When you lose weight, you will also find that because you are carrying less weight, you burn fewer calories. Essentially, a smaller body requires less energy. Yes, your metabolism is “slower” in that respect when you diet.3 That does not mean it is broken or has slowed down in a negative manner. Rather, it’s working as intended.
You do not have to accept being a certain weight just because that’s where you are now.
So, it’s been established that some people do have faster metabolisms than others but that the difference is small between individuals with the same basic statistics (age, weight, height). However, there are things that can be done to boost metabolism.
Being active is one of the best activities for boosting metabolism. Regular cardiovascular activity and weight training can help build muscle mass and increase metabolic rate. While you’re moving, you are burning more energy.4
Boosting Metabolism with Essential Oils
Another option for kickstarting metabolism is to try essential oils. Peppermint, fennel seed, and cinnamon essential oils can be great for boosting metabolism, curbing appetite, and consequently promoting fat loss.5,6,7
According to studies, some of the active ingredients in cinnamon essential oil interact with insulin receptors in cells in a way that encourages cells to take up sugar from the bloodstream, boosting energy.
Some essential oils are known to act as diuretics, which means that people who use them may lose weight quite quickly early on but much of the weight loss would be water weight. This is something that the marketers cater to because it means that users will see big results quite quickly. However, these results are not long-lasting.
If the individual stops using the essential oil or no longer adhere to their diet or exercise regimen, they will regain the water weight quickly. The good thing about fat loss, however, is that if you do it slowly, the changes tend to become a habit.
Someone may use cinnamon or peppermint essential oils to reduce sugar cravings for the first several weeks, then find that after they have stopped eating sugar for a while, they no longer crave it.
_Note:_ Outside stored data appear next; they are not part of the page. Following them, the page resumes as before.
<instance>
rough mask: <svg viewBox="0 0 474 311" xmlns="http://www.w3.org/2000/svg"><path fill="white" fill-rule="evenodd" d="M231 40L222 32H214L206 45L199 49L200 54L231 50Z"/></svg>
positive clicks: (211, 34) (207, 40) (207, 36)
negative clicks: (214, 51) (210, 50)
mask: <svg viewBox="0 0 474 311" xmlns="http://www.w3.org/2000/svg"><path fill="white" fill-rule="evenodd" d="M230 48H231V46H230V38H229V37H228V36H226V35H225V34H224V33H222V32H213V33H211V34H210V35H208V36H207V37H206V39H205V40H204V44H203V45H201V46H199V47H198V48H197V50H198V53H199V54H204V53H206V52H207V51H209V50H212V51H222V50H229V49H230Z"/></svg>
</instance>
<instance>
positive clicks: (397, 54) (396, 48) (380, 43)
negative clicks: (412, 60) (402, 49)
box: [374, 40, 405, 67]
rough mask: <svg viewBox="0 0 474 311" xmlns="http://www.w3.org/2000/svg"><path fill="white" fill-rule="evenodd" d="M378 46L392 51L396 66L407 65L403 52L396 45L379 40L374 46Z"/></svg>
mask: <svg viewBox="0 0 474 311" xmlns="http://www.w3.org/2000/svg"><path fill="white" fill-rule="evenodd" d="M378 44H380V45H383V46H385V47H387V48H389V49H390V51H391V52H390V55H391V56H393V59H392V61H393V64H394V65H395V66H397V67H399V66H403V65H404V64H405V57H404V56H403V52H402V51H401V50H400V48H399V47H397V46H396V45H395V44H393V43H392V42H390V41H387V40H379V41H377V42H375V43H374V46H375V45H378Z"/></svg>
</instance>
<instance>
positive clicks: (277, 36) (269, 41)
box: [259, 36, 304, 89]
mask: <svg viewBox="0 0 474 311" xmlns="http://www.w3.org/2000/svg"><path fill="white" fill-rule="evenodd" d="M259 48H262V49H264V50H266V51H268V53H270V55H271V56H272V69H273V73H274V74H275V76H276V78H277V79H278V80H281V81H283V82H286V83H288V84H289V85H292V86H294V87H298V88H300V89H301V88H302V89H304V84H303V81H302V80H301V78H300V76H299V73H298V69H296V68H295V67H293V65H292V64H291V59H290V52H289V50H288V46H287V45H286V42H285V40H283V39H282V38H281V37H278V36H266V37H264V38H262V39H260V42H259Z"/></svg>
In addition to using essential oils and exercising to boost metabolism, remember that it’s important to be mindful of how much you eat because little things add up.
Once you understand the way that your metabolism works and the numbers that drive the calculations, you are in a much better position to take control of your body. Weight loss is just a matter of numbers. Everything else—Keto, Atkins, fasting, juice cleanses—is just noise that confuses the scientific core that drives weight loss.
Metabolism is not some great mystery. You have the power to take control of it and build a strong, lean, fit, and healthy body.